Councillors at the executive of Fareham Borough Council voted unanimously to approve the concept designs and a £12.35m budget for the redevelopment of Ferneham Hall at a meeting on Thursday evening. 

Ferneham Hall redevelopment CGI mock-ups AWAITING CREDIT from Rich*''CGI mock-ups showing what Ferneham Hall theatre, in Fareham, will look like after redevelopment. ''The theatre will close later in the year and could not re-open until 2021.

Ferneham Hall redevelopment CGI mock-ups AWAITING CREDIT from Rich*''CGI mock-ups showing what Ferneham Hall theatre, in Fareham, will look like after redevelopment. ''The theatre will close later in the year and could not re-open until 2021.

The work will see the current 708-seat theatre expanded to 800 seats, with a café operating throughout the day on the ground floor and a terrace bar on the first floor.  

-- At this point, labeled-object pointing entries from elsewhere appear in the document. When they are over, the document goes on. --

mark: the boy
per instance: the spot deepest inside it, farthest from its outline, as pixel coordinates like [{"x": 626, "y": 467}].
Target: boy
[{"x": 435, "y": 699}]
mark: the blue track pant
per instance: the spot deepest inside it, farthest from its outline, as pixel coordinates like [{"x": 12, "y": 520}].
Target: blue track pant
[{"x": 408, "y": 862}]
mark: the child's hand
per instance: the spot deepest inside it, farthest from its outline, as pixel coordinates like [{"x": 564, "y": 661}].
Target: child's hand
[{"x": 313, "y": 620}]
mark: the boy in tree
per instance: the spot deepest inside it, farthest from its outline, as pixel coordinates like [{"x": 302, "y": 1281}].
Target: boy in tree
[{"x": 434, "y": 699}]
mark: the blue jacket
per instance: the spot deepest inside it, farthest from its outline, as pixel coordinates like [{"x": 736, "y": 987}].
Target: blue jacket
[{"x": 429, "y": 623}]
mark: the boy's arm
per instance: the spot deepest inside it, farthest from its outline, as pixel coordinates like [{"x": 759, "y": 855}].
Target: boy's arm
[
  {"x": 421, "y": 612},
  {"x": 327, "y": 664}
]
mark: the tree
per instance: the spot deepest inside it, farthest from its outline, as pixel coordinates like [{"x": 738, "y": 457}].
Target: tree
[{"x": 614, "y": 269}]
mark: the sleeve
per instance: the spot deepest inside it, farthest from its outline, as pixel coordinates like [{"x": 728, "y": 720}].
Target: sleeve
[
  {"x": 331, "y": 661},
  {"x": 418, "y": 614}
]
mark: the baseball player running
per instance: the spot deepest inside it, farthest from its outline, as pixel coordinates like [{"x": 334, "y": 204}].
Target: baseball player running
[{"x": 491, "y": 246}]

The redevelopment is hoped to turn around the fortunes of the ‘tired and old’ theatre, which received a £270,000 subsidy from the council last year, according to Councillor Susan Bell.

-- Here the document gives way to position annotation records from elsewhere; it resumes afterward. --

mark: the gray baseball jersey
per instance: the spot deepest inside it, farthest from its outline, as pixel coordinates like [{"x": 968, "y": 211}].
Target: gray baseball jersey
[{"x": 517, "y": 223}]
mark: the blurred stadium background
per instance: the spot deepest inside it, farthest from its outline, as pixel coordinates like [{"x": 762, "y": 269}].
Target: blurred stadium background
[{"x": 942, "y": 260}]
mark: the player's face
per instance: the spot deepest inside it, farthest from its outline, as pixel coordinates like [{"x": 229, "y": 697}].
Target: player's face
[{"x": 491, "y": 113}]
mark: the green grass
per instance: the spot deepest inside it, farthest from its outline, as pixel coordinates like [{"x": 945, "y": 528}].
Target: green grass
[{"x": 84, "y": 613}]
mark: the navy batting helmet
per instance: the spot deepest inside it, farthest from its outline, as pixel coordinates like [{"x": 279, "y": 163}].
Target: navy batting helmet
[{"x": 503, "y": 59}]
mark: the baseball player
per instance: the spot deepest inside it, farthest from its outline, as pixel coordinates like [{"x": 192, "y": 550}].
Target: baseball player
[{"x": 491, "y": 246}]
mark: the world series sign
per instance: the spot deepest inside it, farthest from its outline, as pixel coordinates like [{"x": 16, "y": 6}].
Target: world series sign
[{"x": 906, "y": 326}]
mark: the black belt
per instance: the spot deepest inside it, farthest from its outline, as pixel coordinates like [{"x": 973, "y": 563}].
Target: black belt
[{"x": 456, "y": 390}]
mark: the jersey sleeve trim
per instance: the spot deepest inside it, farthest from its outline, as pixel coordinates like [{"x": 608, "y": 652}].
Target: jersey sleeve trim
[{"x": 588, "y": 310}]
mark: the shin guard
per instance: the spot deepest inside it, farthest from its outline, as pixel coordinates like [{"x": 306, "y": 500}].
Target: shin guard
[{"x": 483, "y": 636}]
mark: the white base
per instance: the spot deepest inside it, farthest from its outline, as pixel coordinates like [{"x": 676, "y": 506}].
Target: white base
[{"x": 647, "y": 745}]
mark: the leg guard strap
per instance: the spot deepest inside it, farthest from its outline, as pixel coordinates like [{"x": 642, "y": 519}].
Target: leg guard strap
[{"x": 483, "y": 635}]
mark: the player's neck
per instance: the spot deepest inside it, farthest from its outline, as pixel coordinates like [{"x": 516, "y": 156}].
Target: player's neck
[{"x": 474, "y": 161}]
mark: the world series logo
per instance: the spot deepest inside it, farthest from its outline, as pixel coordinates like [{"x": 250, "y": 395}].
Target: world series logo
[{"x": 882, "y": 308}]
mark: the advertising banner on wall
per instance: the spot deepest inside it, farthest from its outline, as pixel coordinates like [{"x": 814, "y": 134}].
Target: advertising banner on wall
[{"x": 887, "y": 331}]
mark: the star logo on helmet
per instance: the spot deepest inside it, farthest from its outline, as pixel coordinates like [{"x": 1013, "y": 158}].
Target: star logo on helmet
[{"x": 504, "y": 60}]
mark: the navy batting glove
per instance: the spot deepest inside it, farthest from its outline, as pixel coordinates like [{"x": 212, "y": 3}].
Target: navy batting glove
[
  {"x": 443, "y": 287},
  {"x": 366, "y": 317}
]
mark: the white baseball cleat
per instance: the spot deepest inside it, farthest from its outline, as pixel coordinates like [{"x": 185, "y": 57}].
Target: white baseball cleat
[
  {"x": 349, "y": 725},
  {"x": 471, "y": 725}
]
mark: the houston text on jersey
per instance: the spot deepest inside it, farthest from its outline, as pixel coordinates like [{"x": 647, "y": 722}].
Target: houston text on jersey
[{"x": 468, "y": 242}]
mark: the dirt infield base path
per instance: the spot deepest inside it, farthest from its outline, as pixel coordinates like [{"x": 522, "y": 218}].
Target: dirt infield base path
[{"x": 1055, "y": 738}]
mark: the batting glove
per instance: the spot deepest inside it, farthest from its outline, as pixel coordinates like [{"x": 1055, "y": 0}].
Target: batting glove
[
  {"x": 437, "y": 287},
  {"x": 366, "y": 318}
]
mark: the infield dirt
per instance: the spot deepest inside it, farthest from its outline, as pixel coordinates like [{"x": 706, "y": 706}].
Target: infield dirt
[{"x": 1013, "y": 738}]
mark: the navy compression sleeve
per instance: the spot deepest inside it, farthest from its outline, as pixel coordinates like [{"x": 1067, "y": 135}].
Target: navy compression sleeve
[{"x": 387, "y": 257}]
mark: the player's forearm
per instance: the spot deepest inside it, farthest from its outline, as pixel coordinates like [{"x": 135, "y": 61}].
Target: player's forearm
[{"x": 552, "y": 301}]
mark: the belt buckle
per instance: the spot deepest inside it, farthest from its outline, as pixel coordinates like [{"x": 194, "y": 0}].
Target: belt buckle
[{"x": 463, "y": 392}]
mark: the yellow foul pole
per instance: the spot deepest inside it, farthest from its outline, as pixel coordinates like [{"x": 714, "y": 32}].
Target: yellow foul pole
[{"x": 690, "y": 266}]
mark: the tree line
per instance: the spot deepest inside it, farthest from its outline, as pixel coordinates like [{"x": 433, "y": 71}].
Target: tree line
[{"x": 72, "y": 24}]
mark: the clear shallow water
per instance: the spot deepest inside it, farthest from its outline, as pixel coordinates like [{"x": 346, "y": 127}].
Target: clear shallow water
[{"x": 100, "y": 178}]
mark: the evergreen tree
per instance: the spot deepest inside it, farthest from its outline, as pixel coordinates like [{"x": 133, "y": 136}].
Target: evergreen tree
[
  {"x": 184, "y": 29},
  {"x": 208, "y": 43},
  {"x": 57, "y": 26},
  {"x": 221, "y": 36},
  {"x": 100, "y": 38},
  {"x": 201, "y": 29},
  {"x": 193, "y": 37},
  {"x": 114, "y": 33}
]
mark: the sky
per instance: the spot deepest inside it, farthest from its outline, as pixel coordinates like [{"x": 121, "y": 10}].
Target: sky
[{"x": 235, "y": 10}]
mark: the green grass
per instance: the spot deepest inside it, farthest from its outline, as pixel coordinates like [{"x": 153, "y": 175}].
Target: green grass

Addressing the meeting, she said: ‘Ferneham Hall is looking tired and outdated but has served us well over the past 40 years. 

‘It was agreed that remodelling was around 20 to 25 per cent cheaper than demolition and rebuild, and a phased approach would also cost more and be very disruptive to a new operator.’

The council will pay for the development through the community infrastructure levy (CIL), which is made up developer contributions. It is projected it will take five to eight years to receive sufficient contributions to fund the project, with borrowing making up the shortfall. 

The council received two bidders to run the theatre, with the council voting unanimously for their preferred Trust operator. The council will remain the owner of the building. 

Council leader Sean Woodward acknowledged the 'uncertainty’ that Ferneham Hall staff faced with the theatre closing for two years whilst the work is carried out. 

He said: ‘I would like to extend our support and gratitude of Ferneham Hall staff past and present.’

He added that the council had been supporting staff to find new roles within the council or employment elsewhere. 

Cllr Bell said: ‘A redundancy package is available and, for some, is the preferred option. However, others have chosen to remain with the council and are currently trialling redeployment opportunities.’

More detailed plans will be put before the council’s planning committee in October, with the theatre to close in January 2020.